Patients typically don’t reap the full benefit of generic drugs because of the profits realized by PBMs and insurers. Investigators said that patients are affected by co-pay clawbacks, spread pricing, and profit-oriented formulary designs.
When the co-pay of commercially insured patients exceeds the total cost of the generic medication it is known as a co-payment clawback.
Price spreading happens when a PBM charges one price to a pharmacy and another to the health plan, but neither knows what the other paid. This allows PBMs to hide the cost from both parties.
Formularies also tend to prefer branded medications because they bring in more lucrative manufacturer rebates, but these drugs are not necessarily offered at a lower price for the consumers, employers, or government. Pharmaceutical manufactures often pay a rebate to insurers or PBMs, which is why third parties often push brand-name medications over generics.
According to the investigators, the problems can be addressed via policies that improve the PBM market and policies that regulate PBM commercial practices.
One viable option is to restrict rebate contracting, which can remove the incentive for insurers and PBMs to cover branded medications rather than generic ones.
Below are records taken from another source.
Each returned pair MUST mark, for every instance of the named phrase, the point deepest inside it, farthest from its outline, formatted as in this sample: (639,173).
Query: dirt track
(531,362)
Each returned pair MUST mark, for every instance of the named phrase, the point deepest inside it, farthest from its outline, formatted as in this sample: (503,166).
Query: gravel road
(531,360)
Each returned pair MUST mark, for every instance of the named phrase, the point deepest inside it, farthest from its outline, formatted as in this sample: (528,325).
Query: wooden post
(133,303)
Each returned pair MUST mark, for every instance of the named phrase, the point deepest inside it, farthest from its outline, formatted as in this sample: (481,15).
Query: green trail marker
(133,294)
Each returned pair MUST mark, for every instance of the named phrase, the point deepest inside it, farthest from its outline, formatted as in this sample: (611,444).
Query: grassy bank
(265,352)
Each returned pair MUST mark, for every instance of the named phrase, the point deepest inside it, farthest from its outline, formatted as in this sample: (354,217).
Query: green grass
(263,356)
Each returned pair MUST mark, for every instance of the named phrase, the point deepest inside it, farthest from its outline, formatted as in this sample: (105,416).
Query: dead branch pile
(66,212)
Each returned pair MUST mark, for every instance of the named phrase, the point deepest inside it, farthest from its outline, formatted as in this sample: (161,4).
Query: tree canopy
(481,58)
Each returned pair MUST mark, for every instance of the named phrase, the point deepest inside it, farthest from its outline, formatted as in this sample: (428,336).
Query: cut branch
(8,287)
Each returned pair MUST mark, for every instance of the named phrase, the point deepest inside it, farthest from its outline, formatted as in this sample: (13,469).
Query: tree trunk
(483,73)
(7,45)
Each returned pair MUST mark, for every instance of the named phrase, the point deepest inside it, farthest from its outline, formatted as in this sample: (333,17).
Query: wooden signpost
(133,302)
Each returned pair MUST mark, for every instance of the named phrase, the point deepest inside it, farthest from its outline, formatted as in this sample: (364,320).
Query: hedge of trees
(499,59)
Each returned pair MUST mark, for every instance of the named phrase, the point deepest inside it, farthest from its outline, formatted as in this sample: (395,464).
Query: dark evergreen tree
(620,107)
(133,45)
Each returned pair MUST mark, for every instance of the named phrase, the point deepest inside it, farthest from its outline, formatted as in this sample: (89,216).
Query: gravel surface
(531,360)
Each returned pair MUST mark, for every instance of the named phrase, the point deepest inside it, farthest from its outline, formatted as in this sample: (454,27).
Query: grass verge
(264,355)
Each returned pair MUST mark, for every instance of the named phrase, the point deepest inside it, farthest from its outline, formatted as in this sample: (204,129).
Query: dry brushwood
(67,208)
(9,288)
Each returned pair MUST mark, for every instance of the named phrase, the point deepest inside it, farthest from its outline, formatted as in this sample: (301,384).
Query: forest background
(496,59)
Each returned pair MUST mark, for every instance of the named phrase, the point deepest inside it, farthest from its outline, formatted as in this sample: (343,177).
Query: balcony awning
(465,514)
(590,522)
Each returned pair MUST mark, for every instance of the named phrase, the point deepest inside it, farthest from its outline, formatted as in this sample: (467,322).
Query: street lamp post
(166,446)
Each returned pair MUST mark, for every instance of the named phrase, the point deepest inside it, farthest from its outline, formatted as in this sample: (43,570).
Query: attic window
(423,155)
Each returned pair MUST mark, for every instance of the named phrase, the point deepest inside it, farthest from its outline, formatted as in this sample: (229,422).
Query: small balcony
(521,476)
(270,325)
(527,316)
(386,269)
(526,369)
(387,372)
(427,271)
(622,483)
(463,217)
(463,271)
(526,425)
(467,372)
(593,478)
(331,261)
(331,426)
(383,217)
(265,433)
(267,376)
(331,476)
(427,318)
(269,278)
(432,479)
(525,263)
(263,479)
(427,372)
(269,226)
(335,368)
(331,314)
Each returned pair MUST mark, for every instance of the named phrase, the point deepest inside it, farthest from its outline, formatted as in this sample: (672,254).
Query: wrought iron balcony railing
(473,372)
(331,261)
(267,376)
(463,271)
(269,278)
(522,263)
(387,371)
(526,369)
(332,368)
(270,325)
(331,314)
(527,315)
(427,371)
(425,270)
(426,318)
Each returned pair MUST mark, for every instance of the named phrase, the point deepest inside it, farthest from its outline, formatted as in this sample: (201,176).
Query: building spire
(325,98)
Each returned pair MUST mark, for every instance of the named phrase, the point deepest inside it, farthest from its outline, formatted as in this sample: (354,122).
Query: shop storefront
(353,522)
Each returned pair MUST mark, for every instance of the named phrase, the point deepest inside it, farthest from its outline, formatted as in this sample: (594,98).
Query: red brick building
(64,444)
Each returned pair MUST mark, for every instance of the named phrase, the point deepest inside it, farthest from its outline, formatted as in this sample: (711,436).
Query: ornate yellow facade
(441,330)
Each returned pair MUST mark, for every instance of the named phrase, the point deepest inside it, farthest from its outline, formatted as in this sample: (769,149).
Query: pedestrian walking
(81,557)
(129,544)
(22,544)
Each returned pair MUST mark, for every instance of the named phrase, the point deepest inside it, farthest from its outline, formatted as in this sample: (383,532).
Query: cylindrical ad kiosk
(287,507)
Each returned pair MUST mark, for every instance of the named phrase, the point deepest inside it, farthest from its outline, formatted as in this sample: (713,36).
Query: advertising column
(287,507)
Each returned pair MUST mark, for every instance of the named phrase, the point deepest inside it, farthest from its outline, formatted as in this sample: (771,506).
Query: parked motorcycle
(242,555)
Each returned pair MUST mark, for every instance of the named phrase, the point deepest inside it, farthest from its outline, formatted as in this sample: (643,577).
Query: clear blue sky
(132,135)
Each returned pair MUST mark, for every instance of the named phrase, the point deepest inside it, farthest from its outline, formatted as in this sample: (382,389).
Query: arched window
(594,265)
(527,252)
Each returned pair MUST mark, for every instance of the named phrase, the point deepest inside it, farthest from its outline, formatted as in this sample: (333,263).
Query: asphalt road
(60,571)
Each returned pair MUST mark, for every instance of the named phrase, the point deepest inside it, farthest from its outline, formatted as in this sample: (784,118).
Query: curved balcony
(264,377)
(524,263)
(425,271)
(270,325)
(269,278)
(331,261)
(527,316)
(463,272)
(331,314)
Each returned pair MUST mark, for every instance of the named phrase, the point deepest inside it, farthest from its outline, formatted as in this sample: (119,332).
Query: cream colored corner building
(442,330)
In addition, requiring that generics be placed on formulary tiers could reveal the total cost to the health system, they said, and steer patients toward lower cost formularies.
Requiring transparent PBM reporting and contracts with fixed fees would also help regulate the generic drug market. Such reporting would allow regulators to see where the money goes in generic drug transactions.
Requiring PBM contracts would eliminate the incentive for PBMs to push higher-cost drugs over lower-cost ones.
As for policies to improve the market, investigators suggested PBMs be reexamined from an antitrust perspective to reduce their concentration in horizonal market segments.
They also proposed imposing a fiduciary duty on insurers and PBMs to act in the best interests of consumers, not shareholders, and giving audit rights to employers and government purchasers so they can ascertain the price insurers and PBMs pay pharmacies.
Finally, investigators suggested encouraging transparent pass-through PBM models and a competitive, transparent cash market for low-cost generic drugs.
The first would mean that PBMs would have to disclose actual costs to clients, pass discounts and rebates received on to insurers, and earn revenue by charging carriers flat administrative fees for each prescription.
A competitive generic drug market would require that pharmacies be protected from PBMs’ inflating prices and that alternative systems be implemented for tracking adherence, drug interactions, and other elements of care for individuals who pay cash.